Since everybody seems to be looking for subterfuge in these comments, I'll try to answer the actual question you've asked.
The images in the google search link you supplied are all, without exception that i can see, artistic renderings of a black hole.
There are images of gravitational lensing [1] that show a basic distortion of light from gravity, but none of them reach the intensity of a black hole's 'event horizon'.
The body that we are seeing is at the center of the bright spot in this image [2], and is the source of the blue jet of material coming out. (I originally thought that jet was projected laterally, but in one of the two recent Veritasium videos on this topic he says it's actually heading almost straight at us and is 5000 light years long.) However, it's such an infinitessimally small part of the above image (about 1/10,000,000th the size) that we do not possess the optical resolving power to actually see it. For example, Hubble can resolve down to approximately .05 arcsecond. This image is approximately .00004 arcsecond.

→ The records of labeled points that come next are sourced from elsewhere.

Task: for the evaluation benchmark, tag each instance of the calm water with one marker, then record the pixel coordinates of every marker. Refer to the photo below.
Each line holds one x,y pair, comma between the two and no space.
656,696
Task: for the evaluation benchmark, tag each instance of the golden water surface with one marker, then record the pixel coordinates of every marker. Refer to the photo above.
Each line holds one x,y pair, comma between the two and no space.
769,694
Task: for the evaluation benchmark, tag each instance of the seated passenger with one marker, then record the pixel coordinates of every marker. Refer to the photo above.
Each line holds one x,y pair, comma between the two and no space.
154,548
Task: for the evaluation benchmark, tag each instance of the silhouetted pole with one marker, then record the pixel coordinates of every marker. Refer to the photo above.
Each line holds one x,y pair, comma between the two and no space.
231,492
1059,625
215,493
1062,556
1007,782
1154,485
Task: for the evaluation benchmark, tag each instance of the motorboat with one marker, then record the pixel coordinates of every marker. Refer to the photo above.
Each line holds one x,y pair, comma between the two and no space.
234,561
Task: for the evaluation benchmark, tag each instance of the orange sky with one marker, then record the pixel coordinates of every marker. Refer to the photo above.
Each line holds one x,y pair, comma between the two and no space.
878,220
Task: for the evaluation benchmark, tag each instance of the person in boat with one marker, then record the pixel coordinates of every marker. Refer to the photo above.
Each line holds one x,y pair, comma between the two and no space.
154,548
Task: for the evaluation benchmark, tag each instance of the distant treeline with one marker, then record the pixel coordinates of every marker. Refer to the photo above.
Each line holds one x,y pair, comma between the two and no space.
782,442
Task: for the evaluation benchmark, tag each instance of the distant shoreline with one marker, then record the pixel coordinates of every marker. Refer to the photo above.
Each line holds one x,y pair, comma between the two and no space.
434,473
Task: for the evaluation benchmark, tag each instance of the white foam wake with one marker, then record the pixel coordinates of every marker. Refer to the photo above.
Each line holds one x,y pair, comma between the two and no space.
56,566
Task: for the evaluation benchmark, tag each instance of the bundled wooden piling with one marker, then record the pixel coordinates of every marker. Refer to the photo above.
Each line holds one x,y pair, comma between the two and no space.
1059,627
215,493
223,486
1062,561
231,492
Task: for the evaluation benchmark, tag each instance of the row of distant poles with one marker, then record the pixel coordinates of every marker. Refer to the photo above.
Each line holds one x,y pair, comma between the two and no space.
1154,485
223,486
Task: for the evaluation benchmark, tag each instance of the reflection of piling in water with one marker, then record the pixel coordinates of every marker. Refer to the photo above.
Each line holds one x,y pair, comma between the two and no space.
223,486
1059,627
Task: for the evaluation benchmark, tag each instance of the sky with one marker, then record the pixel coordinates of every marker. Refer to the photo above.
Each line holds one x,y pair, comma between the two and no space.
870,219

To get that resolving power they had to combine signals from radio telescopes all over the world using a technique called Very Long Baseline Interferometry. The contribution of Katie and her team is to extract a useful image from the petabyates of data that came from that exercise.
This is an image rendered from photons that had passed around the black hole, and travelled to Earth and been captured by a radio telescope that humans built.
It's the first time that's been done.
All the images in the DDG search are artistic constructions.
Edit: The thing that's so remarkable is that it does look like what scientists predicted it would look like, and thus some of those artistic representations are similar to what we're now seeing in this image.